When Gavin Newsom visited San Jose State one year ago, he discussed how public universities must evolve. His March 28 visit was much the same.
As the keynote speaker at a King Library luncheon organized by the Committee for Economic Development (CED), a nonprofit, nonpartisan, business-led public policy organization based in Washington, D.C., the lieutenant governor told business and education leaders that California’s public university systems are “selling an industrial version of education in a communications age.”
Citing unemployment rates as high as 25 percent in Colusa County, in comparison with seven percent in Santa Clara County, Newsom urged both systems to develop “action plans” addressing “this Gatsby Curve that now exists quite acutely.”
What used to be a moral thing to do,” CED Executive Vice President Michael Petro said of public education, “is now an economic imperative.”
Investing in Education
The Committee for Economic Development hosted the event to discuss its recent report, “Boosting California’s Postsecondary Education Performance.” The study focuses on “broad-access” institutions, “where the vast majority of the workers will be educated,” Petro said.

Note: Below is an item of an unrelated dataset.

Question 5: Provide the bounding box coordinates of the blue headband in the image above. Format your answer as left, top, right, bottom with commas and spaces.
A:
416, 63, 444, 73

During a panel discussion, Elaine Chin, dean of the Connie L. Lurie College of Education, noted “decades of dis-investment,” have eroded efforts to make good on philosopher John Dewey’s vision:
“What the best and wisest parent wants for his own child, that must the community want for all of its children.”
An Inflection Point
Jay Banfield, founding executive director of Year Up, agreed that the country had hit an inflection point, where “companies are struggling to find talent” yet “talented young people are struggling to find opportunities.”
This connected to a question from moderator Lenny Mendonca, director emeritus of McKinsey & Company and a CED trustee to ask: What do CEOs look for when hiring?
“The ability to switch from a fixed mindset to a growth mindset, the ability to change, and the ability to participate in a team,” said David F. Welch, co-founder and president of Infinera.
They need to have the perspective that it’s going to be a wild ride,” Welch added, “so accept it.”